# [SOLVED] Forthcoming free upgrade to Win 10



## shipboard (May 23, 2007)

A general question regarding the forthcoming Win 10 free upgrade for Win 7 & 8 users. My HP Pavillion laptop was purchased with Win 8.1 pre installed and the usual factory restore partition installed. My question is if I decide to upgrade the system would the embedded product key stay the same and would the restore partition be upgraded to the Win 10 OS at the same time? 

Apologies if I have posted in the wrong forum I was unsure whether to use this forum or Win 10.

shipboard.


----------



## Masterchiefxx17 (Feb 27, 2010)

*Re: Forthcoming free upgrade to Win 10*

The recovery partition of your PC will remain Windows 8. Only one section of your machine will be upgraded to Windows 10.


----------



## shipboard (May 23, 2007)

*Re: Forthcoming free upgrade to Win 10*

Thanks for the reply. Therefore I presume that my Desktop that is running Win 7 pro with a OEM system disk and legal key, if I update this to win 10 and I need for some reason to format the disk I could only format it back to Win 7 Pro with my current disc and license key.
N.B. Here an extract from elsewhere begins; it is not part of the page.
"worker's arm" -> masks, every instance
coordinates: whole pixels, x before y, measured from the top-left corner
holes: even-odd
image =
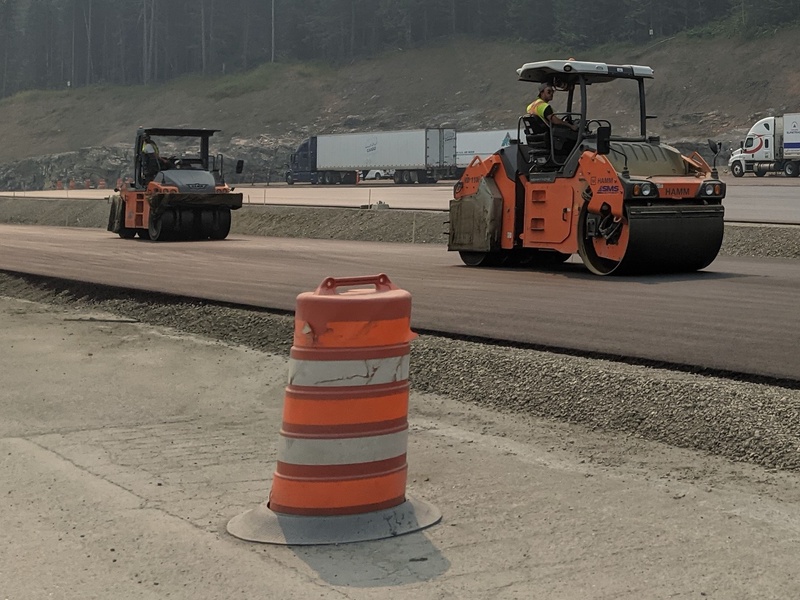
[[[573,123],[567,123],[561,117],[557,117],[555,113],[550,115],[550,123],[553,125],[563,125],[564,127],[569,127],[572,131],[578,131],[578,126]]]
Or would Microsoft provide a Win 10 ISO download with the appropriate license key.

On the other hand would it be possible to create a recovery partition for the Win 10 system after the system had been updated.

shipboard.


----------



## sobeit (Nov 11, 2007)

*Re: Forthcoming free upgrade to Win 10*

until win10 is actually released anything said is just a guess. however, imo, your best bet will be to create an image or a clone before you upgrade and after you upgrade to make sure you have a backup of both for whatever you may need to do in the future.


----------



## shipboard (May 23, 2007)

*Re: Forthcoming free upgrade to Win 10*

sobeit thanks for the reply I will certainly take your comments into consideration when the time comes.

shipboard.


----------



## buzza24 (Mar 27, 2008)

Since Windows 8, there has been a built-in recovery method for the Windows OS that can wipe the applications and settings without going back to the OEMs factory image. 
Windows 8 - Refresh, reset and restore PC

With this would be available in Windows 10, you could use this to perform a reset of you computer without need ISOs or factory images upgraded AND without re-downloading the upgrade software.

It is also likley the upgrade will come from the Windows App Store like the Windows 8.1 Update did. This way they can verify the ligit key and tie the upgrade key to you Microsoft Account. This is just my guess though.


----------



## shipboard (May 23, 2007)

Buzza 24 thanks for your comments.

shipboard.


----------